OK, I would say 9 feet (2.7 m)

This is what it says on the camera lens housing: f=6.3 - 12.6mm  1:3.8
  I used 0 telescopic action.

Camera is SONY Cybershot DSC-P52    -  3.2 MP

Phase of the MOON - I don't know :)

carson
 
Carson, On a beautiful day like that, you need to get out of the motorhome, go for a walk or drive, and quit worrying about cloud speed.  ;)
 
I know, Wendy, but somebody has to do it.

I am in A-1 shape now for my age, I'm afraid that walking will only wear out my bearings.:)

carson
 
Lessee...
4 ft/min x 60 = 240 ft/hr
240 ft/hr / 5280 ft/mi = 0.454545 mi/hr
Scale factor 2000/9 = 222.22222
.0454545 x 222.222= 10.101010mi/hr
Which is the wind speed at the cloud altitude
Art
 
Okay, here's a rough solution...
With the van window tilted back 20 degrees from vertical, you are looking up at the sky at about a 40-degree angle, neglecting the
small down angle you are viewing the van at.

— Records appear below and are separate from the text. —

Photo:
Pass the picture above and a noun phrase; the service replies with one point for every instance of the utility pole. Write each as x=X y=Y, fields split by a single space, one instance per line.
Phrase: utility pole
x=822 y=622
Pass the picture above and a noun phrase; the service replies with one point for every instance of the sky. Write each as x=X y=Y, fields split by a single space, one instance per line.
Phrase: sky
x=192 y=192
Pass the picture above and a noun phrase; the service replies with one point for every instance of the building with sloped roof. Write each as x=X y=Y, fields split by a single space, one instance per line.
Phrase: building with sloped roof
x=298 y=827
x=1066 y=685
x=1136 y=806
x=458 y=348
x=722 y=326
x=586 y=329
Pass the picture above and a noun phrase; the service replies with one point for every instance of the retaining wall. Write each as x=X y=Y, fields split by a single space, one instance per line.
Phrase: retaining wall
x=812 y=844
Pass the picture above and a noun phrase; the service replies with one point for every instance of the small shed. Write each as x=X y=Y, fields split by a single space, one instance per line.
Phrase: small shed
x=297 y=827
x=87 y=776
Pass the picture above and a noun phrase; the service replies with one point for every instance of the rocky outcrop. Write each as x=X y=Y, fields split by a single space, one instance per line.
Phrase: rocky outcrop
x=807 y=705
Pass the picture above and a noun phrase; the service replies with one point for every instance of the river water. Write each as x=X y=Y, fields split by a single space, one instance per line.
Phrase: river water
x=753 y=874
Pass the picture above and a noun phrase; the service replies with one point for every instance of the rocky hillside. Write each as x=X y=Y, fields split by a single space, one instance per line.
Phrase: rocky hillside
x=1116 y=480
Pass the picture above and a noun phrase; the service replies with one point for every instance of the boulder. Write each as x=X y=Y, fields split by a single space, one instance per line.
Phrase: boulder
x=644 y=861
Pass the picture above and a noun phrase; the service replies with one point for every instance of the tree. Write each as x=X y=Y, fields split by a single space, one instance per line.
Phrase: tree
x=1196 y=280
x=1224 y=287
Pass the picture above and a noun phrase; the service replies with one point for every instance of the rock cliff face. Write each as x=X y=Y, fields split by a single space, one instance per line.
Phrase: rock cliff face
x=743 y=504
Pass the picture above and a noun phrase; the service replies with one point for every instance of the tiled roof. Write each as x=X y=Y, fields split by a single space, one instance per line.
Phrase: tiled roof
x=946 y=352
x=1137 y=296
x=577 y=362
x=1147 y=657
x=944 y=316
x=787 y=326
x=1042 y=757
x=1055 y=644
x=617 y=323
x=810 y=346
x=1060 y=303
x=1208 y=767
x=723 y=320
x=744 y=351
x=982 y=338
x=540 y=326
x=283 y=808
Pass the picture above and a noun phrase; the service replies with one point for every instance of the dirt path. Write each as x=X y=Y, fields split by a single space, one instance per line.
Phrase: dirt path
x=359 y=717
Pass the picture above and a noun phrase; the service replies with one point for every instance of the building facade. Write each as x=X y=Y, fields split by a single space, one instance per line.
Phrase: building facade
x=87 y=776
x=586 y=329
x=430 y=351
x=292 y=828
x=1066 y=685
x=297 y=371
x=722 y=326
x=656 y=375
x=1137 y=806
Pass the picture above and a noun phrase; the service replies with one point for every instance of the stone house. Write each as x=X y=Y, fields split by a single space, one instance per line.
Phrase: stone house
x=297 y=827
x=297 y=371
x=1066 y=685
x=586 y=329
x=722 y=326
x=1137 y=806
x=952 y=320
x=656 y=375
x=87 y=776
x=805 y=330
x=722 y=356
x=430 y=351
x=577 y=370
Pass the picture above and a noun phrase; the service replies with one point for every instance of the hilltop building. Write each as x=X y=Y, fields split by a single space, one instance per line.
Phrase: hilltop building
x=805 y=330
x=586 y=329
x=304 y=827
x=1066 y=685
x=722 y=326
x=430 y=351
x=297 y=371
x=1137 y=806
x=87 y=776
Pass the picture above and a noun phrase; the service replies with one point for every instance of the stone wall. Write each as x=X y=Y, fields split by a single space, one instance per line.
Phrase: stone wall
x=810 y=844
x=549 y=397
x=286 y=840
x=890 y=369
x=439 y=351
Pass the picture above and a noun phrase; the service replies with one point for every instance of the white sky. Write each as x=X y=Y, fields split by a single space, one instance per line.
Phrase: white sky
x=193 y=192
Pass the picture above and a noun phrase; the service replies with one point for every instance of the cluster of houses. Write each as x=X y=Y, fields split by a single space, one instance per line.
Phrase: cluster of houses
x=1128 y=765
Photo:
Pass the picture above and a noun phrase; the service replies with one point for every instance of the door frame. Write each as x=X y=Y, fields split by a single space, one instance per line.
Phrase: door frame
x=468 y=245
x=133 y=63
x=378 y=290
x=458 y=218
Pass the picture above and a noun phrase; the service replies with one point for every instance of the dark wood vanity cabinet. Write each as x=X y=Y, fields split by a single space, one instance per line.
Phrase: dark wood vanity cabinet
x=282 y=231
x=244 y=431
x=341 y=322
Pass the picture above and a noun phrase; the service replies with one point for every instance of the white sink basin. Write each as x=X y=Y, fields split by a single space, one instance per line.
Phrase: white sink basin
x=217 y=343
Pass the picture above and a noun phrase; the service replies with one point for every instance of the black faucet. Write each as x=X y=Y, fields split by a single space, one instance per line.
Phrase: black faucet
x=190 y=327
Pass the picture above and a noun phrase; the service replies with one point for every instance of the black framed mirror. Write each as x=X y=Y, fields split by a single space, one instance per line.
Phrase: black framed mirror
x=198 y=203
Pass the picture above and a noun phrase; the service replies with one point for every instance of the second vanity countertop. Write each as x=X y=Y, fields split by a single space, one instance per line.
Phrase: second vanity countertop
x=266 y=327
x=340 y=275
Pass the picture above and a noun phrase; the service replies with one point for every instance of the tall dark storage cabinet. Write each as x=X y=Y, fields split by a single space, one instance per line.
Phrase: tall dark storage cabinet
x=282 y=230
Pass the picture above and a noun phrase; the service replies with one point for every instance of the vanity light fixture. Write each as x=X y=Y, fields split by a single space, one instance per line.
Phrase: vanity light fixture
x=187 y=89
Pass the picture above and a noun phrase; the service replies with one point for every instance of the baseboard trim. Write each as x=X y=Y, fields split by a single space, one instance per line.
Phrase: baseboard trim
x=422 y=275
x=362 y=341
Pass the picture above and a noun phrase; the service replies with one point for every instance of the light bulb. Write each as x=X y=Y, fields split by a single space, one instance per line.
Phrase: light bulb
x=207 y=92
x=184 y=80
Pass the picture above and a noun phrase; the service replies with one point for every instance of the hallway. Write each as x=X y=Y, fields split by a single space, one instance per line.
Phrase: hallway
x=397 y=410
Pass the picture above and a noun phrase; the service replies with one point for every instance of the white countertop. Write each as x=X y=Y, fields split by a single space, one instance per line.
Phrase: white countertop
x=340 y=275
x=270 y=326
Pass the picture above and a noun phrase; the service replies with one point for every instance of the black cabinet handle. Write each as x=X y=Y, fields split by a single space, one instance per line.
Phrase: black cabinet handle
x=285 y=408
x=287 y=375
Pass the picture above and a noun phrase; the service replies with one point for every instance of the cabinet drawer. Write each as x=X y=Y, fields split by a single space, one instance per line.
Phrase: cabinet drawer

If you are looking up at 40-degrees and the clouds are 2000 feet above you, then you are looking at clouds in the center of the window that are 3,111 feet away from you.
[ 2000/sine(40-degrees) = 3111 ]

Neglecting the complication of stereo vision, if the van window is 4-feet wide and 9-feet away from you, then your field-of-view of the clouds
is 1,383 feet wide.  [ 4 * 3111/9 = 1383 ]

Therefore the cloud speed is 1,383 feet per minute or about 15.7 mph.  There are some seconday issues that would change the number a bit, but that's a ballpark answer.

Sorry to take so long, but my granddaughter's birthday party took priority.

 
King said:
Lessee...
4 ft/min x 60 = 240 ft/hr
240 ft/hr / 5280 ft/mi = 0.454545 mi/hr
Scale factor 2000/9 = 222.22222
.0454545 x 222.222= 10.101010mi/hr
Which is the wind speed at the cloud altitude
Art
Click to expand...

You're off by the factor of 3111/2000.  The clouds are 2000 feet high, not 2000 feet away.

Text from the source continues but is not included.